HACKER Q&A
📣 ahmadassaf

Would you rather optimise for quality or delivery?


Hello all,

> I did not mean for the title to be a "click bait" but rather tried to sum my question to fit into the title's limit

I was part of an interesting discussion today across our Engineering organisation where we debated applying strict standards (tools, code styles, deployment methods, etc.) across the engineering teams. I can see lots of value to have guidelines and standards from promoting a sense of unity, maintainability, code reuse, etc. On the other hand, I can see how teams (especially those who have not participated in creating those standards) see these imposed standards as bottlenecks which will only slow them down into achieving their goals and ultimately decide not to follow them.

This becomes apparent especially with the rising trend of "you build it, you ship it you own it" where teams are encouraged to own their code from the "inception" point up to the deployment bit. Teams start to find what works best for them and might ignore completely anything put in place in favour of being agile, fast and modern (use the coolest and latest tech).
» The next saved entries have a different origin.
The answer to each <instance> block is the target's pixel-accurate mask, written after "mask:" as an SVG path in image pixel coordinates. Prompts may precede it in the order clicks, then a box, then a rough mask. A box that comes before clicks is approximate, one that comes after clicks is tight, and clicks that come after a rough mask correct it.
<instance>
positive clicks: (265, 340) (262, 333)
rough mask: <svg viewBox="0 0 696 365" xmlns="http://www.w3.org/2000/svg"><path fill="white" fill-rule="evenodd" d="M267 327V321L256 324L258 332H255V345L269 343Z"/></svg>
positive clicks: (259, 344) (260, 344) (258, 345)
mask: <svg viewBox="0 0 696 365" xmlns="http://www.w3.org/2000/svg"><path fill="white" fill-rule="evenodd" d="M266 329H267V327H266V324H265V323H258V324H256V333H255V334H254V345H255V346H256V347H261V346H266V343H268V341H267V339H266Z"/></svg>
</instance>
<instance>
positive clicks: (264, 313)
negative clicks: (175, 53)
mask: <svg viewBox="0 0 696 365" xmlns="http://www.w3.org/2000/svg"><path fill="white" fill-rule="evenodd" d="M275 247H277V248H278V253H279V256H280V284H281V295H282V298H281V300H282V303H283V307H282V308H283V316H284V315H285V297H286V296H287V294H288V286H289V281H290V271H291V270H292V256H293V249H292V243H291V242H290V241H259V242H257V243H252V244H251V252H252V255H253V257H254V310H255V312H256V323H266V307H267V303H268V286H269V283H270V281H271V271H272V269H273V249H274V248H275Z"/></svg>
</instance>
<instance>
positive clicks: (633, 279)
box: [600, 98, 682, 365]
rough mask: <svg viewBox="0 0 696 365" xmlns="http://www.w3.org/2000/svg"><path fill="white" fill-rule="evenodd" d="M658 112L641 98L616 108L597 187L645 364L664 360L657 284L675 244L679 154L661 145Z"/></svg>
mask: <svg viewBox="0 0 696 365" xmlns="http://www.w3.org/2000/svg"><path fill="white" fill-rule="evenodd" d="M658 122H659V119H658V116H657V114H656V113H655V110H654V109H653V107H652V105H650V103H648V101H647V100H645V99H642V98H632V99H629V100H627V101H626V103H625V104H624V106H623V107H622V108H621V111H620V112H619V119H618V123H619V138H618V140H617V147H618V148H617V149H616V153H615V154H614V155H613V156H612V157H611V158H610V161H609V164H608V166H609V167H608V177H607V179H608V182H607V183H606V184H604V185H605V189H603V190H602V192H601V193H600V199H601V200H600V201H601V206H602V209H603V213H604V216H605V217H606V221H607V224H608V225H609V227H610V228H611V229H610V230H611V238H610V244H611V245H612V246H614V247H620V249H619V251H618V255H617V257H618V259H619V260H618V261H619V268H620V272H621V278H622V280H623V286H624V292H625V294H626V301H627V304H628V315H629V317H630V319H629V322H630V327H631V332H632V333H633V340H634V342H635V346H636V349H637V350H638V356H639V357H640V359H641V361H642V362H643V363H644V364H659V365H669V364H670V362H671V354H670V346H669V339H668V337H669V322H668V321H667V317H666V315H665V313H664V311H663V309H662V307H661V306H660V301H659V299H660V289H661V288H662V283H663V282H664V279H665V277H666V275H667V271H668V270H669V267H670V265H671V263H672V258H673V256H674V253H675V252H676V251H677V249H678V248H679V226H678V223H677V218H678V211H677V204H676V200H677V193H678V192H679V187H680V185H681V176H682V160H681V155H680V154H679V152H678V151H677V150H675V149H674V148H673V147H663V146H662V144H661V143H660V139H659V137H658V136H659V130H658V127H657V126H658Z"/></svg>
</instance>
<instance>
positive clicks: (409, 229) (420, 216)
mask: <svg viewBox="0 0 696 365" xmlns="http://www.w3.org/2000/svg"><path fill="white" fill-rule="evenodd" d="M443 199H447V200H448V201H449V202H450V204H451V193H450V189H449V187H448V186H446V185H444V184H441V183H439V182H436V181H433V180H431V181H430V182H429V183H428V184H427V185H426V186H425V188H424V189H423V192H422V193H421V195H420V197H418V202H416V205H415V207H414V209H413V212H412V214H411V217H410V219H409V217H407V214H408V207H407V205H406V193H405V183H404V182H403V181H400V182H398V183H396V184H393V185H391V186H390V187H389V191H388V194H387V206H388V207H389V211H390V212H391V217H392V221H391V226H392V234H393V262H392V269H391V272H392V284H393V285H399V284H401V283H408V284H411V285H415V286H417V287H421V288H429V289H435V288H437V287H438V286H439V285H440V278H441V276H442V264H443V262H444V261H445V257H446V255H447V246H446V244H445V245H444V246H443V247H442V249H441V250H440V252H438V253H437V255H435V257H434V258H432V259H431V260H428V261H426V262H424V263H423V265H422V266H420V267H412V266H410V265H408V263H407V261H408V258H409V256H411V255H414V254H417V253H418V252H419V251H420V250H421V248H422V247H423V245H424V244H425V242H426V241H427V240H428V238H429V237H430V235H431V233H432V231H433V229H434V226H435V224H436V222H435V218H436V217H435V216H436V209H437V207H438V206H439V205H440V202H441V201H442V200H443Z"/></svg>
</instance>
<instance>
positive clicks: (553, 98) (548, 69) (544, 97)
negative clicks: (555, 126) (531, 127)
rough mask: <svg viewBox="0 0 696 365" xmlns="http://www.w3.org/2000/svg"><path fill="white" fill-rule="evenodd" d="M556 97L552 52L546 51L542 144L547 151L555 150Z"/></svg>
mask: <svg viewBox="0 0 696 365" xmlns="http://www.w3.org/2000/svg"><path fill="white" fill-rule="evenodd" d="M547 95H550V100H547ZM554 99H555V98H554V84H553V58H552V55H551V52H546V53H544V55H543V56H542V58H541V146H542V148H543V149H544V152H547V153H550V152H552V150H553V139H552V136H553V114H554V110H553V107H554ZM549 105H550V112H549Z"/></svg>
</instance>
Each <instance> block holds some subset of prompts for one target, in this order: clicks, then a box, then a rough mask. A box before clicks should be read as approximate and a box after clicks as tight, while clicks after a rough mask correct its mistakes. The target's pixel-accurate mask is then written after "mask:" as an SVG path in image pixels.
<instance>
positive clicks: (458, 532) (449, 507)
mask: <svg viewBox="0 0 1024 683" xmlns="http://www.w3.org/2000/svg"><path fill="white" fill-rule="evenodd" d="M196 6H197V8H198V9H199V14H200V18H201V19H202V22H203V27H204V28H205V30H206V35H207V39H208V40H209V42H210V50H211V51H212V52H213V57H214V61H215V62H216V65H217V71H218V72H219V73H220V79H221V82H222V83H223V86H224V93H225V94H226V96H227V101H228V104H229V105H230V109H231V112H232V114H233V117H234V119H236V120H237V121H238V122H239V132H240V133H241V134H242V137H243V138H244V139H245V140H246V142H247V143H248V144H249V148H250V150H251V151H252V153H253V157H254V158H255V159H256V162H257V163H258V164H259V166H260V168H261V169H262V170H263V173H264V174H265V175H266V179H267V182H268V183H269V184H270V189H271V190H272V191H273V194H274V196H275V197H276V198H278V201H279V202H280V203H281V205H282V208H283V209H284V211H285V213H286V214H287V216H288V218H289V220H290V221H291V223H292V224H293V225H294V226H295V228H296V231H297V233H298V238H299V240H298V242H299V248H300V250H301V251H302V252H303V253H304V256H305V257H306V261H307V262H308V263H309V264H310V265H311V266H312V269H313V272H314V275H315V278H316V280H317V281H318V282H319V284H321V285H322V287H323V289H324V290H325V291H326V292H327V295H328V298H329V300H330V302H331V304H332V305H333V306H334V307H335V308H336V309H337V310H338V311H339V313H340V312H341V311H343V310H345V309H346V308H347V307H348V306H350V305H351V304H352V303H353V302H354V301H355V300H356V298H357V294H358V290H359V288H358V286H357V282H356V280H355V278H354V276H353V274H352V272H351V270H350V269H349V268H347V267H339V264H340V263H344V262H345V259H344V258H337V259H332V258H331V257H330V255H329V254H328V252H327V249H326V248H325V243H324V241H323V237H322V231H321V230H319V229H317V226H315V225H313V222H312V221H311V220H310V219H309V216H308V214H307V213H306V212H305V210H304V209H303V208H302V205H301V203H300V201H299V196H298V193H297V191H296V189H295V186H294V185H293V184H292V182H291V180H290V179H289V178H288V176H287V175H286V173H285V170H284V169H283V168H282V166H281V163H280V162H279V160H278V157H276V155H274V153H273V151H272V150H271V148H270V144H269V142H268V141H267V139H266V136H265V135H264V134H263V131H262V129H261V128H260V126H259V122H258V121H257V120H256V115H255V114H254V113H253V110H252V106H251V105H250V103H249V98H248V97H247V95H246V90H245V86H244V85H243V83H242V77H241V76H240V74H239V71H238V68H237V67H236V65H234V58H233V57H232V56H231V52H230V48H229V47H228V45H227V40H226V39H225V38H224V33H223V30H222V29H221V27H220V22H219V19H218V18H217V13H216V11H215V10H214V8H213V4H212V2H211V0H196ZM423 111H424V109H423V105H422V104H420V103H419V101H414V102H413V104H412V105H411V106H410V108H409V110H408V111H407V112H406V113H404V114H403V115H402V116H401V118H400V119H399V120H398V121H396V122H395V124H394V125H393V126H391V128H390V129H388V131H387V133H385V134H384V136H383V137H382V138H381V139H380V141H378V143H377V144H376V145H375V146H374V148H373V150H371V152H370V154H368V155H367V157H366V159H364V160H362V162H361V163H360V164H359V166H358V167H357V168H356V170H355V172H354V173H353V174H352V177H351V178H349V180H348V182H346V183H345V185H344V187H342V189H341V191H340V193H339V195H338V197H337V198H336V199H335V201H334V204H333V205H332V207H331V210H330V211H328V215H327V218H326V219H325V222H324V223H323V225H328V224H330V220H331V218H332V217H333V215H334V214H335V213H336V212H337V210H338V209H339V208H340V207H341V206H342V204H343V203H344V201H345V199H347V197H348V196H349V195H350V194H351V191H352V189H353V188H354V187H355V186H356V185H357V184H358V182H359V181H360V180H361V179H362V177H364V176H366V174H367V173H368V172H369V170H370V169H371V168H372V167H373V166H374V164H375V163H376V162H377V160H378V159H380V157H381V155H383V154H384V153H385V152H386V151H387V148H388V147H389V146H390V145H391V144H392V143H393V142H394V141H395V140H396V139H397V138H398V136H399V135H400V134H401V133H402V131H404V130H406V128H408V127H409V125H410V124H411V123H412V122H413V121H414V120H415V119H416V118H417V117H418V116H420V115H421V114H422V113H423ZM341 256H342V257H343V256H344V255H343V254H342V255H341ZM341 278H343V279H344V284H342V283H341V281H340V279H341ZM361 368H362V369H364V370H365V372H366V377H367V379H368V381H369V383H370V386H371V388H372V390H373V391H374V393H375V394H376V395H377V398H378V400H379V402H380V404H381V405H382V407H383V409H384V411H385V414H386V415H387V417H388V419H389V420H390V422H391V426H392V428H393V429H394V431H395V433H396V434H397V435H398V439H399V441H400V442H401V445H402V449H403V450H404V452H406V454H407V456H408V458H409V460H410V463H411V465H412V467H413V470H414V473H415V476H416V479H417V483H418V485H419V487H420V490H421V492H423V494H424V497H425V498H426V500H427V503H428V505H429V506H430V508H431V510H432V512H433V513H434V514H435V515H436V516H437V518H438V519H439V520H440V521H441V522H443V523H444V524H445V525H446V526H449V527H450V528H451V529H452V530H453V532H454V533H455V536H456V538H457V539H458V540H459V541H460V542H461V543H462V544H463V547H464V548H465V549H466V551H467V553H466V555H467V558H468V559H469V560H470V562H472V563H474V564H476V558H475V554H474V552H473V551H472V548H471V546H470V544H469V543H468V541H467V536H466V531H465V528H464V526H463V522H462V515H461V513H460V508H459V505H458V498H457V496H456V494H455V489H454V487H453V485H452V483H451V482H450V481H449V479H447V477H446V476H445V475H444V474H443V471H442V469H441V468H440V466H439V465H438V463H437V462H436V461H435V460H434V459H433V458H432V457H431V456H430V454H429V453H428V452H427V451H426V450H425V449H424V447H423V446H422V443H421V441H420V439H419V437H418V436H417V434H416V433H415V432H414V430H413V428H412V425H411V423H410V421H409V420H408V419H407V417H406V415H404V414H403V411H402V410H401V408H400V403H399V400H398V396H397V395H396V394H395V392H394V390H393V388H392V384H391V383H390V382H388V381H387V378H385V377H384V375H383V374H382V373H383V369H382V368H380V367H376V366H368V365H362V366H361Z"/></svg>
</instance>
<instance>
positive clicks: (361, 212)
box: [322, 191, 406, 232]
I am wondering what the larger engineering community feel and if there are any best practices or pieces of advice that people can share especially when applying to a growing engineering organisation.


  👤 oatmealsnap Accepted Answer ✓
Code for the developer that comes after you, not for yourself.

If you’re going to implement a coding style, make it easy to follow. Provide a linter that works with multiple editors, and that can automatically fix common problems or design choices.

If the project is intended to be short-lived or you know for a fact your won’t update it after two years, then who cares. Try something new or get it done quick and dirty.

Pick the right tools and methods for the job, and make sure those methods decrease friction with your team (communicate and get feedback often).